6  Step 3: Recurrence

Important

In Step 3, we take that filtered list and process them further to create binary variables for the analysis.

6.1 Genrate recurrence covariates

(Schneeweiss et al. 2009)

In this step, we generate 3 binary recurrence covariates for each of the candidate empirical covariates identified in the previous step:

  • occurred at least once
  • occurred sporadically (at least more than the median)
  • occurred frequently (at least more than the 75th percentile)
step2 <- get_recurrence_covariates(df = out1, 
                                   patientIdVarname = "idx",
                                   eventCodeVarname = "icd10", 
                                   patientIdVector = patientIds)

6.2 Example of recurrence covariates

Important

In this step, the algorithm analyzes the specific ICD-10-CM code D64.9 (Anemia, unspecified). This code was selected in Step 2 because it appeared frequently enough in the overall dataset (e.g., in at least 20 patients).
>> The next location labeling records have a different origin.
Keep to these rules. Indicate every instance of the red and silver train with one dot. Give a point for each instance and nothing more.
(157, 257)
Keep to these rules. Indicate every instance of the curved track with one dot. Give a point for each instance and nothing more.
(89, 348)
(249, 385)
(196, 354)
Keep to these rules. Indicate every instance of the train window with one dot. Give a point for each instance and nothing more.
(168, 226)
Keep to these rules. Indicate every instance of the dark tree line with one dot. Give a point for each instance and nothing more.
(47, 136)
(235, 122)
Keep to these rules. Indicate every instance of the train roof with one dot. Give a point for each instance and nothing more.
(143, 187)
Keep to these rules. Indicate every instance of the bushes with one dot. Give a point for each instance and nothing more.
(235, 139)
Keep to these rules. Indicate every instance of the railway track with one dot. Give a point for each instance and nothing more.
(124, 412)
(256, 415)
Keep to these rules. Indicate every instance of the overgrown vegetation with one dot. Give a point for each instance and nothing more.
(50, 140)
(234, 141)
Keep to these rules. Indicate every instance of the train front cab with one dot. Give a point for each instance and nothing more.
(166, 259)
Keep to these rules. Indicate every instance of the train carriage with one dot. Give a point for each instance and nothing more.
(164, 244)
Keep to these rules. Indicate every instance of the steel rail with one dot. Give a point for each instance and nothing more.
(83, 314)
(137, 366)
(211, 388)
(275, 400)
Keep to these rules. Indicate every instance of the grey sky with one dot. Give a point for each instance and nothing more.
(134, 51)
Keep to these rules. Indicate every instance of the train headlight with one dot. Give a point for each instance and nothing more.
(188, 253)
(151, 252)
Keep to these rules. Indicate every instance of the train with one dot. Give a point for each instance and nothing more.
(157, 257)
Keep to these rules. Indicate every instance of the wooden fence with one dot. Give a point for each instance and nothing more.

The Goal: The algorithm must convert the simple count of how many times a patient had an anemia diagnosis into binary (Yes/No) variables. This is necessary because the Bross formula used in the next step requires binary inputs.

For the anemia code (D64.9), the algorithm generates three distinct “Recurrence Covariates” for every patient. To determine if a patient gets a “Yes” (1) or “No” (0) for these variables, their personal frequency is compared against the population’s statistics (Median and 75th Percentile).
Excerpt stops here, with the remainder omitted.